Os ‘biguás’, aves migratórias que têm Iguatu como destino a cada estação chuvosa do ano, proporcionam beleza vistas no alto, no céu da cidade. As revoadas desta e outras espécies começam no final da madrugada, quando já há claridade. As aves levantam voo de lugares onde ainda existem resquícios de água, vegetação típica dos mananciais de lagoas e alimentos. Esses locais são conhecidos como ‘sobras’ do complexo de lagoas de Iguatu, ainda não exploradas comercialmente.

Mas uma espécie em particular proporciona um espetáculo extraordinário nas primeiras horas da manhã e nos finais de tarde: o ‘pato-preto’ ou ‘biguá’ uma alusão à cor da ave, que tem nome científico Nannopterum brasilianum.
Alan Marcel, observador de natureza, fotógrafo e acadêmico de Artes Visuais, está realizando estudo científico sobre aves migratórias que passam anualmente pelas lagoas de Iguatu, incluindo da Bastiana, de Iguatu, do Saco, do Barro Alto e do Julião. Uma das aves da pesquisa dele é o ‘tapicuru’ (Phimusus infuscatus), ave pelecaniforme, que tem o bico grande e alongado, de penas pretas e com iridescência esverdeada, sua cara é amarela. De acordo com o pesquisador, esta espécie vive nas margens de lagoas e rios onde usa seu grande bico para caçar alimentos. Atualmente o tapicuru se reproduz e se alimenta nas lagoas de Iguatu e é muito fácil vê-lo no céu da cidade.
Em relação ao pato-preto (biguá), o fotógrafo explicou que é uma espécie que migra de uma região a outra acompanhando as fases de chuvas. “É um pato que mergulha e caça seu alimento embaixo da água”, afirmou. Conforme Alan Marcel, a espécie se desloca em bandos com formações da letra ‘V’ invertida e costuma migrar do Norte do Brasil, Pará, Amazonas, oeste do Maranhão e parte do Centro-oeste, para se reproduzir aqui.
No começo da manhã deste sábado, 28, a reportagem visitou o ninhal desta e outras espécies, num braço da lagoa do Julião, próximo ao loteamento Terra Bela.
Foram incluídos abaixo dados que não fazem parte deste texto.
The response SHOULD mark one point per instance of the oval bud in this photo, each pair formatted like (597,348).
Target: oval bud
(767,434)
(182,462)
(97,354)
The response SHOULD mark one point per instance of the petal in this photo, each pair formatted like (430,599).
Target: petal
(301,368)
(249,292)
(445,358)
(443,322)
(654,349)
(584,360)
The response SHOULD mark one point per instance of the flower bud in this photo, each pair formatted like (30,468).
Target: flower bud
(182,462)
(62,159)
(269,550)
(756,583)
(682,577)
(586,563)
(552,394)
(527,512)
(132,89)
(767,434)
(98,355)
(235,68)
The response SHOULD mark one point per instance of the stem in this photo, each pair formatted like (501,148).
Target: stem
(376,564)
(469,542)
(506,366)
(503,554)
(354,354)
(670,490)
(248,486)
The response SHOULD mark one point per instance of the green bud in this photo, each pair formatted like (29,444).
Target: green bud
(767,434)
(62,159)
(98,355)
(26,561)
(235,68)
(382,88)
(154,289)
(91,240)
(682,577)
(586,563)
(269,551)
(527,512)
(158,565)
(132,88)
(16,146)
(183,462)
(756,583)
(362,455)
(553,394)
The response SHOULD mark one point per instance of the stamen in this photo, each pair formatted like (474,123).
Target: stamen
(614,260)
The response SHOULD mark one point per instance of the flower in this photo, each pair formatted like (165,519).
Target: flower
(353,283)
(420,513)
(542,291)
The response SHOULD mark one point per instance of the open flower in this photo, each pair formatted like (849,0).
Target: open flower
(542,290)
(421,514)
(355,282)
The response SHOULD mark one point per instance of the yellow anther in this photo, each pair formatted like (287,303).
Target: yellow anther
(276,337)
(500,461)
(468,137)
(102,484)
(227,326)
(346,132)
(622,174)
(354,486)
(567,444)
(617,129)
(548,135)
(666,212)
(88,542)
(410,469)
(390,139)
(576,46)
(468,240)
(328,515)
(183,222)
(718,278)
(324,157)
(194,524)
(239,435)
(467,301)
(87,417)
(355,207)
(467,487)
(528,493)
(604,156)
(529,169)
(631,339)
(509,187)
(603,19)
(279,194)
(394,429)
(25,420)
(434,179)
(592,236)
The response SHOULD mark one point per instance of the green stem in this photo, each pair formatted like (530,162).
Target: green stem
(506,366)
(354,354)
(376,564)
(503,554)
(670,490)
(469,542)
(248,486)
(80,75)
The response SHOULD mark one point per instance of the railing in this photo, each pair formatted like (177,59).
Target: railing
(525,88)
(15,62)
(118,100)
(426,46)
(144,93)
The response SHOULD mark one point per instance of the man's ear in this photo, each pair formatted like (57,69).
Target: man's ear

Conforme explicou o pesquisador, o final da quadra chuvosa geralmente coincide com a fase de voo dos filhotes, então é quando as aves migram para outra região, a estação chuvosa está começando.

Baile majestoso
Os bandos de Nannopterum brasilianum levantam voo das lagoas, por volta das 05h40 e viajam na imensidão do céu azul ou nublado, para outros lagos, rios e lagoas da região, onde permanecem durante o dia e retornam no final da tarde, proporcionando novo espetáculo da natureza. Essas reservas de água parada provavelmente estão no açude Orós, rio Jaguaribe e Castanhão, três dos maiores mananciais de água doce, onde as espécies caçam seus alimentos, insetos, sementes e principalmente pequenos peixes.
Quando levantam voo pela manhã, voam em bandos, numa sincronia perfeita, como se estivessem num salão da corte real, num baile majestoso de dança clássica ao som magnifico de uma orquestra, em que todos dançam harmonicamente num balé coletivo, dando voltas no céu, formando figuras tridimensionais, às vezes em forma de triângulo, outras em forma de asa delta, em espiral ou numa linha tênue tendo o horizonte como limite.
As aves repetem este ritual diariamente enquanto permanecem aqui. Um espetáculo a céu aberto, que pode ser visto a olho nu, de praticamente toda a cidade. Curioso é imaginar como as aves se comunicam tão bem entre si, já que alçam voo ao mesmo tempo, seguem a mesma direção e nunca se chocam no ar. Parece uma coreografia cuidadosamente ensaiada e executada no limite do céu.
O ninhal no braço da lagoa do Julião é o local de concentração e reprodução da espécie. As garças brancas também escolheram o braço da lagoa do Julião para construir o ninhal. São centenas de milhares circulando pela água e no ar, fase também de reprodução. É quando a mamãe garça se recolhe ao ninho para gerar seus filhotes.